A “retracted” label is not just metadata—it’s a signal about reliability. This guide explains what to verify, where to check, and how to avoid overconfident conclusions.

Start with the publisher record

Aggregators can lag. When a citation is flagged as retracted/corrected, open the publisher page (journal site) and read the notice.

  • Confirm the notice applies to the exact DOI/PMID you intend to cite.
  • Read the stated reason (error, misconduct, authorship dispute, etc.).
  • Check whether the paper is fully retracted vs partially corrected (erratum/corrigendum).

How to interpret outcomes

Retraction status is a decision-support signal, not a substitute for reading.

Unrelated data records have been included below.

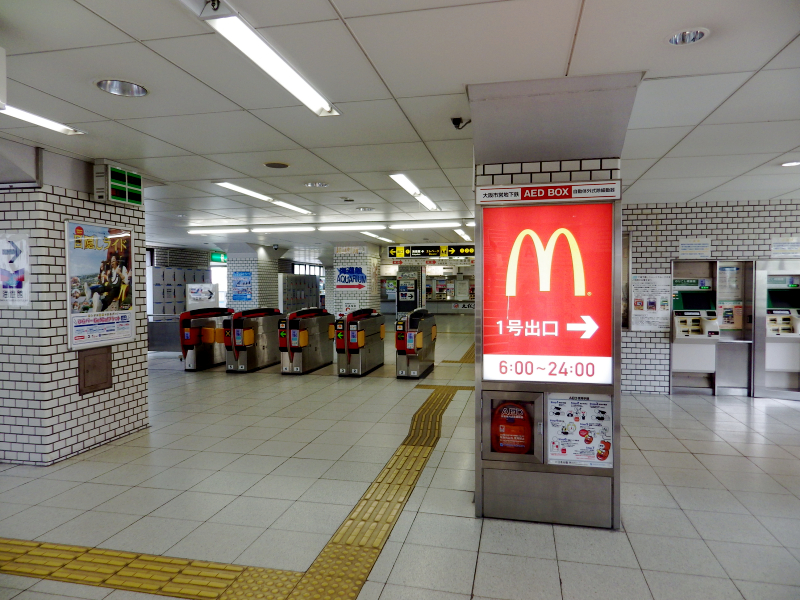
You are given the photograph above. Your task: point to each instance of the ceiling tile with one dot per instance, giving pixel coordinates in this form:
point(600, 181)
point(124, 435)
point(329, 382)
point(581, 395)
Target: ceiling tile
point(46, 25)
point(71, 75)
point(148, 19)
point(651, 143)
point(452, 154)
point(743, 138)
point(630, 35)
point(300, 161)
point(361, 123)
point(210, 58)
point(183, 168)
point(704, 166)
point(103, 139)
point(214, 132)
point(393, 158)
point(763, 98)
point(327, 56)
point(430, 116)
point(440, 51)
point(663, 102)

  • Retracted: generally avoid citing as positive evidence. If you cite it (e.g., as an example of a retraction), explicitly say it’s retracted and why it’s being referenced.
  • Corrected: prefer citing the corrected version and ensure your claim matches the corrected content.
  • Expression of concern: treat as “high attention” and verify with additional sources before relying on it.

Use tools as triage, then verify manually

Tools can surface retraction signals quickly, but final decisions are editorial.

Use Citation Verification to triage, then confirm by opening the publisher record and reading the notice.

Common pitfalls

  • Confusing “retracted” with “removed” or “withdrawn” across platforms.
  • Assuming a correction invalidates all results (sometimes it’s minor).
  • Citing a retracted work as support without clearly labeling it as retracted.